The primary objective of this study is to construct a targeted delivery system—ZH-1c aptamer-modified NSC-derived EVs loaded with SIN (ZH-1c-EVs@SIN)—to modulate the WNT5a/TRPV1 signaling pathway in microglia, improve immune-inflammatory homeostasis, and promote neural repair in a murine DPN model. This approach not only provides new insights into the therapeutic potential of SIN but also underscores the clinical promise of EV-based drug delivery systems. By enhancing drug bioavailability and minimizing systemic side effects, EV-mediated targeted delivery offers a powerful strategy for the treatment of DPN and other neurological disorders. This research presents a novel therapeutic platform with implications for personalized medicine and precise neuroimmune modulation.
Results and discussion
Therapeutic effects of SIN on DPN mice
Previous studies have demonstrated that SIN has significant efficacy in preventing and alleviating neuroinflammation, as well as promoting the repair of nerve damage [31–33]. To evaluate its therapeutic potential in DPN, we first established a DPN mouse model (Fig. 1A). Compared with the control group, mice in the DPN group exhibited significantly increased body weight, reduced serum insulin levels, and elevated blood glucose levels. Treatment with SIN led to a significant increase in insulin levels, along with reduced body weight and lower blood glucose levels (Fig. 1B-D). Behaviorally, DPN mice demonstrated reduced paw withdrawal threshold (PWT) to mechanical stimuli and shortened paw withdrawal latency (PWL) to thermal stimuli—hallmarks of mechanical allodynia and thermal hyperalgesia, respectively. Notably, SIN treatment significantly increased both PWT and PWL (Fig. 1E-F).
Fig. 1.
Validation of SIN’s Therapeutic Effects on DPN Mice. (A) Schematic of the DPN mouse model; (B) Body weight measurements for each group of mice; (C) Serum insulin levels in each group; (D) Blood glucose levels in each group; (E) Mechanical allodynia test results; (F) Heat hyperalgesia test results; (G-H) Gait analysis results for each group of mice; (I) IF staining showing microglial activation in the lumbar spinal cord of mice. Data are presented as mean ± S.D., and comparisons among multiple groups were performed using one-way ANOVA, while data from animals at different time points were analyzed using two-way ANOVA. * indicates p < 0.05 between groups, ** indicates p < 0.01, *** indicates p < 0.001, ns indicates no significant difference between groups. N = 6 mice per group
Furthermore, we evaluated the impact of each treatment on motor function. As shown in Fig.s 1G-H, DPN mice exhibited a marked reduction in hind limb strength compared to the contralateral, unaffected limb. Gait analysis revealed a smaller paw contact area in DPN mice, likely reflecting pain-avoidant behavior and neuromuscular weakness. SIN-treated mice displayed improved hind limb function and a more normalized gait pattern. Quantitative analysis of blood flow and PGP9.5 (a marker of intraepidermal nerve fibers) in the footpad skin revealed a significant reduction in nerve fiber density in the DPN group (Fig. S1). In contrast, these symptoms were alleviated in the SIN-treated group. Additionally, we observed robust microglial activation in the spinal cord of DPN mice. In contrast, SIN-treated mice showed reduced microglial activation, comparable to levels observed in control animals (Fig. 1I).

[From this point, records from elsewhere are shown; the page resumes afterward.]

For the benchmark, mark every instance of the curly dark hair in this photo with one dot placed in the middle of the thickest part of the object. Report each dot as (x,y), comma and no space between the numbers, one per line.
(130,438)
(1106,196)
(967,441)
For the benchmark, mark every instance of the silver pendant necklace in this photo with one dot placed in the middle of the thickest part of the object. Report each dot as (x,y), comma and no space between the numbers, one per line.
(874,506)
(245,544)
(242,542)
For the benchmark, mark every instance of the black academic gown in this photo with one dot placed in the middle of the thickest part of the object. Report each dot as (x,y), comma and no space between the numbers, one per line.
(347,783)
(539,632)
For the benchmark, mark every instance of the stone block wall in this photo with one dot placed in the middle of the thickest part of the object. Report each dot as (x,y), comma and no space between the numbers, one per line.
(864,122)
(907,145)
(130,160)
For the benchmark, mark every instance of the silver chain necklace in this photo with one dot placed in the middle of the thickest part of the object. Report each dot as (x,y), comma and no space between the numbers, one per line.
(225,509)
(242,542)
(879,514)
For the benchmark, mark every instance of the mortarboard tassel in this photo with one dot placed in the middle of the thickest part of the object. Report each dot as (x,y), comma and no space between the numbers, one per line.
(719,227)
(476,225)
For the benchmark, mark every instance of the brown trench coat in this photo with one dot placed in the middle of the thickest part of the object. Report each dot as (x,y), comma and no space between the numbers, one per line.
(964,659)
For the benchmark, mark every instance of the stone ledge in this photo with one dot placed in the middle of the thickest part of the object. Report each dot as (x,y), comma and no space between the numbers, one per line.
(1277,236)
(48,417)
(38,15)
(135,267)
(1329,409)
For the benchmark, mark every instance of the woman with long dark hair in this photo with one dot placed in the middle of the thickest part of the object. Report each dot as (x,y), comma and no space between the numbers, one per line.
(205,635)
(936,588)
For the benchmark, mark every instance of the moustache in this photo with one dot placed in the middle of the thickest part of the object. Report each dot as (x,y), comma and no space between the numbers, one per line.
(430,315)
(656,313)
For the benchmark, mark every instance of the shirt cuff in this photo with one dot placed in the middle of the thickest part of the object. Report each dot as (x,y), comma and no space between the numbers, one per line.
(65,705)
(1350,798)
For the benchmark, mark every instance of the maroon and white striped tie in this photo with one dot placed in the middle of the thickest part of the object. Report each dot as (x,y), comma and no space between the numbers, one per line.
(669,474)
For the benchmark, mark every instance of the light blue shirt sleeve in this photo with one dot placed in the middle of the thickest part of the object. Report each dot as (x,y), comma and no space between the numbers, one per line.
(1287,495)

These results confirm the successful establishment of the DPN mouse model and demonstrate the therapeutic effects of SIN on DPN mice.
SIN mediates the WNT5a/TRPV1 pathway to promote M2 polarization of microglia
Microglial polarization is increasingly recognized as a pivotal regulator of DPN pathogenesis [34–36]. To clarify its mechanistic role, we isolated microglia from lumbar spinal cords of Control, DPN, and SINtreated mice for highthroughput RNA sequencing. Comparison of Control versus DPN groups revealed 152 differentially expressed genes (DEGs) implicated in DPN progression (Fig. S2A). Comparison of DPN versus SIN groups identified 218 DEGs associated with SIN’s therapeutic action (Fig. S2B). Intersection analysis yielded 41 overlapping genes (Fig. S2C-D). Applying Least Absolute Shrinkage and Selection Operator (LASSO) regression, we pinpointed WNT5a and TRPV1 as key regulators (Fig. S2E-G). Notably, WNT5a is a potent endogenous agonist of TRPV1 [25], and both promote proinflammatory M1 microglial polarization [37, 38].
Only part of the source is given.